Dovre - Renewables construction picks up
We make relatively small changes to our estimates
Dovre Q1 revenue declined 8% y/y to EUR 42.3m, below our EUR 45.6m estimate mostly due to Renewable Energy. The EUR -4.9m EBIT included the EUR 5.8m write-down due to a single project; without it Renewable Energy EBIT was relatively close to our estimate, but Project Personnel’s EUR 0.3m EBIT miss meant total came in a bit lower than we estimated. We upgrade our EBIT estimates for the rest of the year by EUR 1.3m, in line with guidance; our estimate changes for Project Personnel and Consulting are small; the gains are due to Renewable Energy.
EBIT should stay around EUR 8m without write-downs
Dovre has restructured within Project Personnel and Consulting (in Norway and Finland) to safeguard earnings. Meanwhile Northern Sweden has many confirmed green industrial investments to be built in the coming years, and although the region already has very competitive energy prices based on plentiful renewables there should still be demand as the plans to develop the region extend until at least the end of this decade. The Finnish side of the Bothnian Bay has somewhat similar story but, unlike on the Swedish side, it’s still unclear how much more energy demand there will be in the coming years as the region lags in terms of new industrial manufacturing plants. In our view Suvic’s recent expansion into solar farms makes sense from this perspective due to the more incremental nature of the business.

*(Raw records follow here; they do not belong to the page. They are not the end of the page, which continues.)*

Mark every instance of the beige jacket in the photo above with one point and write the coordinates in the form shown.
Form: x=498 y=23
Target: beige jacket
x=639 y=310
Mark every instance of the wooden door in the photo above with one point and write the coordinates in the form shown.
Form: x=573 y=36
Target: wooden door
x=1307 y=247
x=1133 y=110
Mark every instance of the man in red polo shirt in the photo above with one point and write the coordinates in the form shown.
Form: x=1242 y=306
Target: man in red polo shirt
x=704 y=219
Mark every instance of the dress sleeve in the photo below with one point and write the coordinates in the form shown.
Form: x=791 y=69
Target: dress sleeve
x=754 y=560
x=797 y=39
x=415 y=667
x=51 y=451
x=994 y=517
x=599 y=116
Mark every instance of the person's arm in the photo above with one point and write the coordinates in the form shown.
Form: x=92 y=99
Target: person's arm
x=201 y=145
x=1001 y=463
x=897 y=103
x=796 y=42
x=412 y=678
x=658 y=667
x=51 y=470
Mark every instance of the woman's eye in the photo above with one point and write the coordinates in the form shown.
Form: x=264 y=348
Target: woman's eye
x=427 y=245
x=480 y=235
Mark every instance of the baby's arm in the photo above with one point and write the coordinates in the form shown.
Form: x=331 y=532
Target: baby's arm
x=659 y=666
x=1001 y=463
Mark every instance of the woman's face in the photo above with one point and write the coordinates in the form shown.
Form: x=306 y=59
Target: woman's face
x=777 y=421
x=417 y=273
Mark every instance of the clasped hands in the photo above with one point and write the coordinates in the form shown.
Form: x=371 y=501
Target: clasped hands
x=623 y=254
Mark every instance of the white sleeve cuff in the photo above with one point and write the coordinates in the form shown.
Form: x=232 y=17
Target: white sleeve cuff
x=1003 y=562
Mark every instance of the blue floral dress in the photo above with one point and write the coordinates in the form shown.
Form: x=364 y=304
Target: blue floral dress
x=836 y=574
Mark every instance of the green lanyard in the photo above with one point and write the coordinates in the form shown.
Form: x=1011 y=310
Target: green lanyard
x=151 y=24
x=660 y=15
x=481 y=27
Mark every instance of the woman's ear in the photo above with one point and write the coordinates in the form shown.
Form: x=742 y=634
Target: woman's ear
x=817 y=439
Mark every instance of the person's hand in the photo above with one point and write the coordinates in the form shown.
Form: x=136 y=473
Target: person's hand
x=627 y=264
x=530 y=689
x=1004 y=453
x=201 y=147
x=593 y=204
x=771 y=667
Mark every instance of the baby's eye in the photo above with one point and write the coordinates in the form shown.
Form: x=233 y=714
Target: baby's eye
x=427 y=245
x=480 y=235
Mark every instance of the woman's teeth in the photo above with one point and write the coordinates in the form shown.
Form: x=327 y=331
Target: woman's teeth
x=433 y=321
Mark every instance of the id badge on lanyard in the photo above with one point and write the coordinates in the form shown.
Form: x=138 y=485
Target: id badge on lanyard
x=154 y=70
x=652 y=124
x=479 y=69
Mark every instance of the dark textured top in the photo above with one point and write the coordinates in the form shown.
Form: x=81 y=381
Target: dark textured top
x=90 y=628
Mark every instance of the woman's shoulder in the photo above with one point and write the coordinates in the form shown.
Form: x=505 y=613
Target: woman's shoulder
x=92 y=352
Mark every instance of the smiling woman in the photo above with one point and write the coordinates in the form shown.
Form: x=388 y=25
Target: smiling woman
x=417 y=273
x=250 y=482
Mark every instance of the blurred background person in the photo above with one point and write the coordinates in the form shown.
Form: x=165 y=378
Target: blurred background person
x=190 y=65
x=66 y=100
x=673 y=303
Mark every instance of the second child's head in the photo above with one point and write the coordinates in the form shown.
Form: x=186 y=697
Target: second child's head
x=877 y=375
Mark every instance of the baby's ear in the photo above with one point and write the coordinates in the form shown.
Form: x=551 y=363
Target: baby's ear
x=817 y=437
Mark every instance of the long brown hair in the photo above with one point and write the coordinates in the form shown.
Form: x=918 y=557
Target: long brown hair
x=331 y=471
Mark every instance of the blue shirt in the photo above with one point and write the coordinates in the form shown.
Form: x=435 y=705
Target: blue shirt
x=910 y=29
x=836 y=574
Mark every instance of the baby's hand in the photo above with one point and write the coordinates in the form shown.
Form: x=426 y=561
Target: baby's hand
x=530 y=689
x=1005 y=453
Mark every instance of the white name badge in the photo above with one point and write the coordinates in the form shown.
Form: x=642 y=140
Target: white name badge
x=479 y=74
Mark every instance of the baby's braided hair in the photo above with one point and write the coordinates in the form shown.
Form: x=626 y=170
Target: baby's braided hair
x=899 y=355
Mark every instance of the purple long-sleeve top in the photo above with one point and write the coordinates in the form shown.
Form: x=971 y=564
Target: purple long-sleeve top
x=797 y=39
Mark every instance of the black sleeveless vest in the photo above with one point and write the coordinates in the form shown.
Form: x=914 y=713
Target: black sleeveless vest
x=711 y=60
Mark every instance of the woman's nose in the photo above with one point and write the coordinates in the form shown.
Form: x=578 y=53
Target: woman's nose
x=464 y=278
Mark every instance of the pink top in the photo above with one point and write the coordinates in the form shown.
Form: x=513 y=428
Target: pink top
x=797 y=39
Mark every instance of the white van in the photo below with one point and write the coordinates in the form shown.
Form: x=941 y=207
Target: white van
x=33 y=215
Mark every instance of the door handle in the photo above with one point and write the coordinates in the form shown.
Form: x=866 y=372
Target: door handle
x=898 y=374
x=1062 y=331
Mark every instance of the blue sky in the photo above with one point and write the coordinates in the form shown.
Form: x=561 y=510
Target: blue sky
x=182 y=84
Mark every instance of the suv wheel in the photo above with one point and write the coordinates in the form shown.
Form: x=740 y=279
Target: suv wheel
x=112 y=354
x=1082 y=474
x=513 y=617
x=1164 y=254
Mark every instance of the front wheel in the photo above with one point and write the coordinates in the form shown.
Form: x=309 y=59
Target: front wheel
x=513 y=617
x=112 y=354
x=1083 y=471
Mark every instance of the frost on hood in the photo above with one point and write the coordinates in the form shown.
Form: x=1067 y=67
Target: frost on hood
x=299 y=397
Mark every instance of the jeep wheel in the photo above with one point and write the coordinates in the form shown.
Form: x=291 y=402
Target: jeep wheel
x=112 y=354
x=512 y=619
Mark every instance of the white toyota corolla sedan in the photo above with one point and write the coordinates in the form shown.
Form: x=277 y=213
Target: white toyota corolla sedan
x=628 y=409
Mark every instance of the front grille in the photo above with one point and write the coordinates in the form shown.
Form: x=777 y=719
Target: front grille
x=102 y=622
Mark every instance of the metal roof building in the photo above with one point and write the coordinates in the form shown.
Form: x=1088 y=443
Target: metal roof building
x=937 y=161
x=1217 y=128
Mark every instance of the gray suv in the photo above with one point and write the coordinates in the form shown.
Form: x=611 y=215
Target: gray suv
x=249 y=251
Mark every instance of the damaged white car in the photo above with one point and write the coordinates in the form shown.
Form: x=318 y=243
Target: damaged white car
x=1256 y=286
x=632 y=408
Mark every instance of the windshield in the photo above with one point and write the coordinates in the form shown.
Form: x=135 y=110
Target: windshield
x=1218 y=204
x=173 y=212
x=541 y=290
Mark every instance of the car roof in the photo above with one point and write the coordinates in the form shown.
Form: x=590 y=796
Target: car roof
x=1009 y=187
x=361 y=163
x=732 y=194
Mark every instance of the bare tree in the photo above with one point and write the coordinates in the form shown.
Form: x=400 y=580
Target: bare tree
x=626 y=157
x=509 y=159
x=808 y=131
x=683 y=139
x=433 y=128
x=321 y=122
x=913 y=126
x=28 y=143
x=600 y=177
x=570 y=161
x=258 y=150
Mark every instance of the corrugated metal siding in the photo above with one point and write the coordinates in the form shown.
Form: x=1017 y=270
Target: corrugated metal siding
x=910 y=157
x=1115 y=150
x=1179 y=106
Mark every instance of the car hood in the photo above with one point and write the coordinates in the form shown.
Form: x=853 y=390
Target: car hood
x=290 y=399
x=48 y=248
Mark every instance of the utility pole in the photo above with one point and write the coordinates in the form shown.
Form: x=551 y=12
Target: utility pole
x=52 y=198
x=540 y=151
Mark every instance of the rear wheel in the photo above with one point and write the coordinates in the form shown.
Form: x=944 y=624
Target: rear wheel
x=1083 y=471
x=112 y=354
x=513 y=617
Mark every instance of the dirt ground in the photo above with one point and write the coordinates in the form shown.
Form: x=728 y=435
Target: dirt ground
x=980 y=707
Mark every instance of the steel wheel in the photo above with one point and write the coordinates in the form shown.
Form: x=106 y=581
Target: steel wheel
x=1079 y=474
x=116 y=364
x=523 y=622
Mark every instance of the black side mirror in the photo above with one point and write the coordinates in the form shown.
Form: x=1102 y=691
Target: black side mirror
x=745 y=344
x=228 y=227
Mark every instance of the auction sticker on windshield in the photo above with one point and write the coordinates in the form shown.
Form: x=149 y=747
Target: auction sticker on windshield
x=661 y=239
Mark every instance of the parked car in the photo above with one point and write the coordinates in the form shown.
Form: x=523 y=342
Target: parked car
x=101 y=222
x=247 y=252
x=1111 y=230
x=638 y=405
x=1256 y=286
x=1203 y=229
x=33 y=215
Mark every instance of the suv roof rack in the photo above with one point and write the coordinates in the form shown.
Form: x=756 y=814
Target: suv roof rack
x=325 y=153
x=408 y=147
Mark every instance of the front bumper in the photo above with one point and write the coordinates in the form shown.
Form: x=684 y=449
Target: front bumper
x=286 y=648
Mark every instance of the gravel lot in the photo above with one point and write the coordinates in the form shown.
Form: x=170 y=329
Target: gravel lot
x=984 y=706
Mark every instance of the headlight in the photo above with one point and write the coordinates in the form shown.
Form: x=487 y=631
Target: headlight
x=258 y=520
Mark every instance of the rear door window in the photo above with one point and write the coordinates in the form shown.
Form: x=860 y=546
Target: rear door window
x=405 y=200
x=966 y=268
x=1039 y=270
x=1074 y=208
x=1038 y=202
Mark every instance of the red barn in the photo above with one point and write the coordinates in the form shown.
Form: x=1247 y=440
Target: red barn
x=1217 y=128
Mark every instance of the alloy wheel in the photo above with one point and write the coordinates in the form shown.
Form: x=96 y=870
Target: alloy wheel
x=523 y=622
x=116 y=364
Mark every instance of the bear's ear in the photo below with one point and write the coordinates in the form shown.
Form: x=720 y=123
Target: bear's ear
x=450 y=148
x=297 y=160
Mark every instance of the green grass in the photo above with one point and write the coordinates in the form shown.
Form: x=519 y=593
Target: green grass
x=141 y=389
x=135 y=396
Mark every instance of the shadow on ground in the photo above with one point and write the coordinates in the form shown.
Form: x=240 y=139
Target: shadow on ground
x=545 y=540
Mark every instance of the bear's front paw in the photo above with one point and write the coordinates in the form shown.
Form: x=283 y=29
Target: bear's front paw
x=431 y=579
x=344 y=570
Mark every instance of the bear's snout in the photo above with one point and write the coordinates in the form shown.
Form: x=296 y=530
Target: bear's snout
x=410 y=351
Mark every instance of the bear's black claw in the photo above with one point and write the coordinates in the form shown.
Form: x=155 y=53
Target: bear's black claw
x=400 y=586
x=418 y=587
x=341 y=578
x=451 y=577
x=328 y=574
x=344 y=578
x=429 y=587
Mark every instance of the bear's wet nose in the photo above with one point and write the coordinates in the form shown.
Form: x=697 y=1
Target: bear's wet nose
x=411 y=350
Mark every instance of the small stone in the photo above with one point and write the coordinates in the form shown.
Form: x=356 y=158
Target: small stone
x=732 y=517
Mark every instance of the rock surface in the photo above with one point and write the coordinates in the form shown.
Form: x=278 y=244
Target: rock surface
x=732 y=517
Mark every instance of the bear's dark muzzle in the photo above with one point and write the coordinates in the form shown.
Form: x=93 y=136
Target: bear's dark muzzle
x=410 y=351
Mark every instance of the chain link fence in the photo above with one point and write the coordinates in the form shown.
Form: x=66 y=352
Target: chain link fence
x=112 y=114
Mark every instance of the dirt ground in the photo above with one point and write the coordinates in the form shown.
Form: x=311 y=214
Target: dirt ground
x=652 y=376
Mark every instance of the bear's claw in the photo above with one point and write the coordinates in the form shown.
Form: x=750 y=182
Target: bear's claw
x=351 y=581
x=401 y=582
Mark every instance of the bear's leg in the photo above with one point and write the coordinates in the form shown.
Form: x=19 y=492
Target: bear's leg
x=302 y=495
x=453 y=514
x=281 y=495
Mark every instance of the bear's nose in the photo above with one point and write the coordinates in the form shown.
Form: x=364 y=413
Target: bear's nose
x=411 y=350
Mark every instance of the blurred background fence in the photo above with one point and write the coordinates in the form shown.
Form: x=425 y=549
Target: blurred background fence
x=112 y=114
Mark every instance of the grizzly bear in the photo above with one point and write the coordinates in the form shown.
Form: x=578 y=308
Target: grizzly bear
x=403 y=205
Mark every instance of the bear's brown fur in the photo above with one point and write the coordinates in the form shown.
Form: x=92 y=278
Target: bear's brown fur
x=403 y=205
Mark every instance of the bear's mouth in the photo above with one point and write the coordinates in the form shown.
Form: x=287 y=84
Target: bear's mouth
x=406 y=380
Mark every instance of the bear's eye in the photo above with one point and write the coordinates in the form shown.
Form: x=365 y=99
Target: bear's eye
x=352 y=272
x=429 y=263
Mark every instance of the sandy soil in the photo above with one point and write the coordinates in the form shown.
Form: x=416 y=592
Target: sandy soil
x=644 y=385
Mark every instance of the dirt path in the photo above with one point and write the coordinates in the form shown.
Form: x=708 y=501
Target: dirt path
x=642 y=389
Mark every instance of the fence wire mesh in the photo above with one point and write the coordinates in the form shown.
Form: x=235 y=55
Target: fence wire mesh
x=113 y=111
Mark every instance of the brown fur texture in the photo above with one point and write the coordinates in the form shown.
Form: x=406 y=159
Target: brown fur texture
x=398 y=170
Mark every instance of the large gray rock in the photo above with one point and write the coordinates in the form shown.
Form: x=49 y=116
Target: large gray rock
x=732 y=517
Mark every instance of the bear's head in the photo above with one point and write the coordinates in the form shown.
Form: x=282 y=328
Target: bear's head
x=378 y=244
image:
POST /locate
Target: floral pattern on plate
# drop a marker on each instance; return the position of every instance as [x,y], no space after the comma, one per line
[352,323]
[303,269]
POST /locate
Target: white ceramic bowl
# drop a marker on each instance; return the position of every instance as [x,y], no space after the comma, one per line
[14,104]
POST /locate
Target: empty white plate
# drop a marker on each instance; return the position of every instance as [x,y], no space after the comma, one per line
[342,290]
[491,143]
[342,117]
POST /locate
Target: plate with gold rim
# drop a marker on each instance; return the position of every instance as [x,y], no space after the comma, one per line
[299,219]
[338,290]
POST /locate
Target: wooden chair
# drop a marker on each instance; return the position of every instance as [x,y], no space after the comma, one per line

Earnings multiples remain low assuming flat underlying EBIT
We estimate FY ’25 EBIT to remain flat, excluding the EUR 5.8m one-off, and our respective estimate is almost unchanged at EUR 8.2m assuming a moderate 200bps pick-up in growth to slightly below 4%. We assume all three segments to grow at mid-single-digits next year. We don’t expect large earnings gains in the short-term but note our FY ’25 estimates are undemanding in the light of the segments’ long-term potential. Dovre is valued some 5.5x EV/EBIT (excluding 49% of Suvic EBIT) on our FY ’25 estimates and on this basis peer multiples would suggest an FV closer to EUR 0.60. Our new TP is EUR 0.50 (0.65) as we retain our BUY rating.